One of the most telling – and overlooked – moments of this Holyrood session was the Scottish Tory response to the Budget. If you were blue-collar Ruth, facing the first major shift in Scottish tax policy in decades, wouldn’t you take serious care to have some kind of coherent policy which speaks to the overwhelming majority of Scots? Wouldn’t you avoid same-old, same-old performances, which might imply than you remain the parliamentary voice of professionals of men and women with big houses, and school fees to pay? Any serious-minded political operator would, I’d suggest, see the dangers and the opportunities here. Given the chance to give blue collar Ruth a bit of policy substance, what did the Tories do? Bafflingly, they unleashed Darth Murdo, who rehearsed all the dark side’s familiar hits, without even a hint that Ruth’s new Tory agenda is any different from the old Tory agenda pursued by any of her predecessors.

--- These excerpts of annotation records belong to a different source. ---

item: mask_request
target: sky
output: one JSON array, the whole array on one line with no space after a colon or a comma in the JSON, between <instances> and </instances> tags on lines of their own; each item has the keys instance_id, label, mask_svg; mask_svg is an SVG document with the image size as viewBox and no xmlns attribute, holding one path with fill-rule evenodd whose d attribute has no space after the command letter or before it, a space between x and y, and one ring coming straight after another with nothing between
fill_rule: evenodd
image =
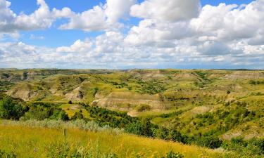
<instances>
[{"instance_id":1,"label":"sky","mask_svg":"<svg viewBox=\"0 0 264 158\"><path fill-rule=\"evenodd\" d=\"M264 69L264 0L0 0L0 67Z\"/></svg>"}]
</instances>

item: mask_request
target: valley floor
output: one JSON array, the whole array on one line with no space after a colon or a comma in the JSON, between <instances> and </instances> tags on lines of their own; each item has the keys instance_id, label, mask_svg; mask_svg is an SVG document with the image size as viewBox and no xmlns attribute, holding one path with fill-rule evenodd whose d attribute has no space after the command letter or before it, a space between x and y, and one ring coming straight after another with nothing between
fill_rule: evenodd
<instances>
[{"instance_id":1,"label":"valley floor","mask_svg":"<svg viewBox=\"0 0 264 158\"><path fill-rule=\"evenodd\" d=\"M224 152L105 130L90 131L0 124L0 157L163 157L170 151L184 157L225 157ZM77 157L79 155L80 157Z\"/></svg>"}]
</instances>

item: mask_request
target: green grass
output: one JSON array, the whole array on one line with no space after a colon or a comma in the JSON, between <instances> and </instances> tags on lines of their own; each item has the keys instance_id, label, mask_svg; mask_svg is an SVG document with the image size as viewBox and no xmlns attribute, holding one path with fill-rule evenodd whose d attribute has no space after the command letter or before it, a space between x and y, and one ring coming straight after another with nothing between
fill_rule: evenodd
<instances>
[{"instance_id":1,"label":"green grass","mask_svg":"<svg viewBox=\"0 0 264 158\"><path fill-rule=\"evenodd\" d=\"M88 157L106 157L109 154L115 154L117 157L161 157L170 151L191 158L225 155L222 152L196 146L108 130L92 132L70 128L63 132L63 129L8 124L0 125L0 149L22 158L29 155L31 157L58 157L73 153L86 153L91 156Z\"/></svg>"}]
</instances>

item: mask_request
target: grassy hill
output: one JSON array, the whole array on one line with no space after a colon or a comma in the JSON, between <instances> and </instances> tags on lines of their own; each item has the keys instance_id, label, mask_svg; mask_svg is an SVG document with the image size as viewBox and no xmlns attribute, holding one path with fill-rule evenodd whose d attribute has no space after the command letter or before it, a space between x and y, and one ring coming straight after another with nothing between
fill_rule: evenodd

There have been aspirational grace notes around education policy, but little coherence in policy, particularly when aspiration clashes with the interests of traditional Tory constituencies. It is one thing to advocate for greater university access for the poorest, but the party can also be relied upon to stump up hysterical quotations about punishing middle class children, whenever we moot practical steps to get disadvantaged young folk into university classes by focusing on their academic potential, rather than just their achievements they’ve been able to ratchet up in secondary school. When it comes down to it, when circumstances demand – who’s side are you on? – the Scottish Tories reliably wobble back to the interests of their base.

You don’t have to be a toff to be a Tory, but until Davidson gives Scots concrete evidence of a shift in her agenda, until blue collar Toryism means something substantive on tax and spend, the cynic will only see a grand old party, again using working people to push the same grand old economic interests.